If you have followed the Chilcot enquiry and wish to understand what made Blair tick, then you could not do better than read chapter 11 'Young Lochinvar' (Brave Dawn, High Noon and Slow Dusk) of Marquand's scholarly work. As someone fascinated by the decades that my parents' generation and my own have lived through, I found the book shed new light on the political processes and characters that have shaped my life and those of my family. The paperback edition has a specially-written epilogue that ends the story in the Brown premiership and the credit crunch, so if you wish to follow the unfolding of the processes that have led us to the politics of today, including in Marquand's words the 'draining away' of public confidence in the British version of democracy - itself 'the product of an interplay between top-down reform and bottom-up defiance' (p11) - then you could do no better than buy this book.
Marquand concentrates on the years since the major extension of the suffrage in 1918, but begins the story with a brief overview in which he raises a series of what he calls great questions that have echoed down the ages for governments to this day: "What conception of democracy did the famously unwritten British constitution embody - and what conception ought it to embody? Could the democratic promise of political equality be squared with the economic inequality inherent in capitalism, and if so, how? Who were the British, and how did 'Britishness' relate to the much older national identities of the British isles? Where did Britain fit into the global order and its European subset, and where should it try to fit?" (p3)

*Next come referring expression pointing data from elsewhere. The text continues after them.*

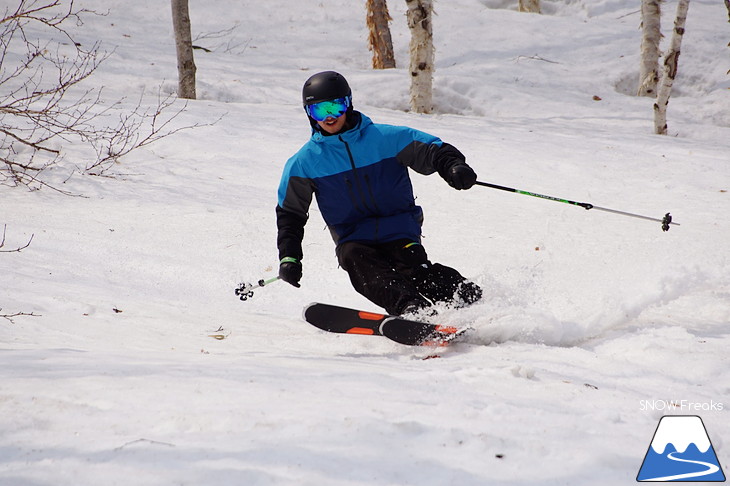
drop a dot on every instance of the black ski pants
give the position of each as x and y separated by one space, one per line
398 274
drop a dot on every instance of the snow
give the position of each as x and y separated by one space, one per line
587 316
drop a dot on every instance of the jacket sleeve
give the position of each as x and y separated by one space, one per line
428 157
292 213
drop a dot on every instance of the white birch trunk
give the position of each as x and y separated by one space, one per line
184 45
530 6
420 13
381 43
650 39
671 61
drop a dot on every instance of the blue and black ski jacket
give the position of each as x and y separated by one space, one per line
360 179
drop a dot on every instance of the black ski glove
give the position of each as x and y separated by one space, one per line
462 176
290 271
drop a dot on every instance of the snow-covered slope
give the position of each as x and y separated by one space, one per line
116 379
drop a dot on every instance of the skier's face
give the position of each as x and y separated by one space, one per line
333 125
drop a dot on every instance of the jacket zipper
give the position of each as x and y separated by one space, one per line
360 190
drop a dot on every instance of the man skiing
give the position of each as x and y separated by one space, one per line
358 171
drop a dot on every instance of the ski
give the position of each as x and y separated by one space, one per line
332 318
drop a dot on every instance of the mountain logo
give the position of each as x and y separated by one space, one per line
680 451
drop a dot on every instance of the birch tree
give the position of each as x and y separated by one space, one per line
420 14
380 41
671 60
184 46
650 53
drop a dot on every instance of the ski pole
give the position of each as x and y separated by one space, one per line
665 221
244 291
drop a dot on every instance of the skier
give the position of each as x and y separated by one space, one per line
358 170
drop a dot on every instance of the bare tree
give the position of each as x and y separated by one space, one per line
184 45
420 14
530 6
650 53
43 108
671 61
379 40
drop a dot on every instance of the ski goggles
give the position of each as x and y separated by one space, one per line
325 109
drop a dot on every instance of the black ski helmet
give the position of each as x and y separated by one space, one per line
325 86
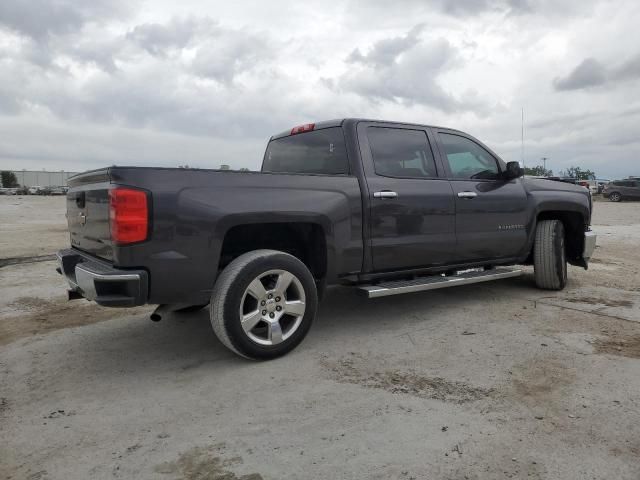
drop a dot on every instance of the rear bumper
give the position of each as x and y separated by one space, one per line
589 245
99 281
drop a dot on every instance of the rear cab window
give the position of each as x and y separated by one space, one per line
320 152
401 153
467 160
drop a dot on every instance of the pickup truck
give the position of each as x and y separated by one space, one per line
382 207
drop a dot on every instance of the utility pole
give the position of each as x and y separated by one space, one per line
522 138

These questions have been answered - or attempted to be answered - by four great narratives/traditions that have informed the political conversations over the years - what Marquand calls 'whig imperialist, 'tory nationalist', 'democratic collectivist' and 'democratic republican'. The first of these, epitomised for Marquand in the 18th century figure of Edmund Burke, is 'a story of gradual progress, timely accommodation, responsive evolution and subtle statecraft... a story of balance - between freedom and order, change and stability, rulers and ruled and, not least, central and local power'.

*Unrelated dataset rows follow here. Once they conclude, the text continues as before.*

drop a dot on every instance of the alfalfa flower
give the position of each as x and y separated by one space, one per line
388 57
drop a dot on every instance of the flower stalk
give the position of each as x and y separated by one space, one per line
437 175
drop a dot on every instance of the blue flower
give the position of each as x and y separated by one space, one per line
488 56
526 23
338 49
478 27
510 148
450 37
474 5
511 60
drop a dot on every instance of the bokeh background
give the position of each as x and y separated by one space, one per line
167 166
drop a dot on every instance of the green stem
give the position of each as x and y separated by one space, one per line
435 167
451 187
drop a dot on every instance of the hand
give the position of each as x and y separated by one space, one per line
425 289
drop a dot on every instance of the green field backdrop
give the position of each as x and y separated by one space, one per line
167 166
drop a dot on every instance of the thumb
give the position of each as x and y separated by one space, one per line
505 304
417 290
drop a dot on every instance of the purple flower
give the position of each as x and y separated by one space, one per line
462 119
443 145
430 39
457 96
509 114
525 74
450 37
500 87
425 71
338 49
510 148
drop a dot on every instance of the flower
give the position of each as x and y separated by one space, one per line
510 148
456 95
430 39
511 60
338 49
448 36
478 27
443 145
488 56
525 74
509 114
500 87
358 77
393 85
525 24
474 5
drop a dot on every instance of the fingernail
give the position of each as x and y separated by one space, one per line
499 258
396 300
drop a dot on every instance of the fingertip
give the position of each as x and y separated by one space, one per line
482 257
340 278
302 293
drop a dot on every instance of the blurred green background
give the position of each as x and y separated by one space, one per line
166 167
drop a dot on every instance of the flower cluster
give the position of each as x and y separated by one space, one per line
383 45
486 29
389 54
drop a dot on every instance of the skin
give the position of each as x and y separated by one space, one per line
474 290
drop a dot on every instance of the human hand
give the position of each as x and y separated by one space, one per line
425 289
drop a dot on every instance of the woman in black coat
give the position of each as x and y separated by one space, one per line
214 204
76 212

Tory nationalism presents a Hobbesian world of danger and uncertainty, disruption and disorder; it entails a demand for 'order, discipline and respect for tradition' as the outcome of - usually reluctant - change. Tory nationalism is epitomised in the 19th century by the Marquess of Salisbury and his fear of democracy. In contrast, democratic collectivists share a vaguely Marxian determinism and belief in the 'redemptive powers' of the proletariat, but allied to a non-revolutionary gradualism. It manifests itself in a utilitarian Chadwickian/Benthamite approach to progress and reform, coupled with a belief in the powers of the state, and is associated with such names as the Webbs and working class prime minister Ramsay MacDonald. Finally, come the democratic republicans, who as Marquand observes, are the most difficult to pin down - the outsiders, the 'awkward squad' of British politics, associated with the writings of RH Tawney and the rejection of the social engineering associated with the Webbs.
As with all such divisions, the real world according to Marquand is messier, an example being Thatcher, the tory nationalist and outsider iconoclast who saw that the restoration of order demanded far-reaching change after the disorder of the 1970s. In the words of Marquand, 'Her tory nationalism ran alongside a superficially incongruous and largely unrecognised streak of democratic republicanism.' No wonder that her mission to roll back socialism and the frontiers of the state led paradoxically to an increased regulatory role for the latter and the rise of the quangocracy, to coin a neologism. And the law of unintended consequences continued under Blair, whose unfinished business of devolution implied a UK federation - an implication steadfastly not addressed - and storing up trouble for the future. Tam Dalyell's West Lothian question is still not resolved!
All this and lots more - and there's a good reference list and index - you will find in this rich resource as it tracks 'The Strange Career of British Democracy' and the state (in both senses of the word) we are in today.